China's central bank expected to further cut reserve ratio

By Zheng Yangpeng (China Daily) Updated: 2016-02-03 07:47

China should be ready for more cuts in the reserve requirement in the next few years, in a bid to prevent the economy falling into a downward spiral, a government think tank said on Tuesday.

A report by the Institute of Finance and Banking under the Chinese Academy of Social Sciences said lowering the minimum portion of deposits banks are required to set aside will become "a new normal" in the next few years as the central bank frees up more liquidity to spur growth.

The lowering of the ratio is also imperative to offset the decrease in liquidity of the yuan caused by foreign currency purchases, which was estimated to be 708.2 billion yuan ($109 billion) in December.

The People's Bank of China, the central bank, last year lowered the reserve requirement four times, or a combined 2.5 percentage points.
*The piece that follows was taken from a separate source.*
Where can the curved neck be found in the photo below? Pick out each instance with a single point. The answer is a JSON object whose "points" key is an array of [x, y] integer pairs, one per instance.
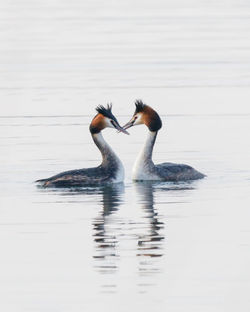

Large financial institutions still have to set aside 17.5 percent of their deposits as reserve.

Since October, when the last cut occurred, the People's Bank of China held off further cuts over fear of the yuan's devaluation.

Instead, the bank has adopted other means, such as open market operations, to inject 862.5 billion yuan of liquidity into the market.

Other financial institutions have predicted that the People's Bank of China will cut the ratio by 0.5 percentage points two to four times.

Responding to concern over its possible impact on the value of the yuan, Guo Tianyong, head of the China Banking Research Center at the Central University of Finance and Economics, said: "You can't have an independent monetary policy, free capital flow and a stable exchange rate at the same time. If monetary easing is imperative for China's economy, then something else might have to give."

At the symposium launching the report, financial experts said they are concerned that the much-touted supply-side reform may not be sufficient to address China's near-term woes. Monetary easing, as well as other policies targeting demand, could send a positive signal to investors, who have been discouraged by the central government's emphasis on the supply side.

"The largest problem for now is weak aggregate demand. To get out of the deflation-debt trap, it is critical to reverse the public expectations and inject confidence. Otherwise, deteriorating confidence could drag the economy into a self-fulfilling downward spiral," said Yin Jianfeng, deputy director of the Institute.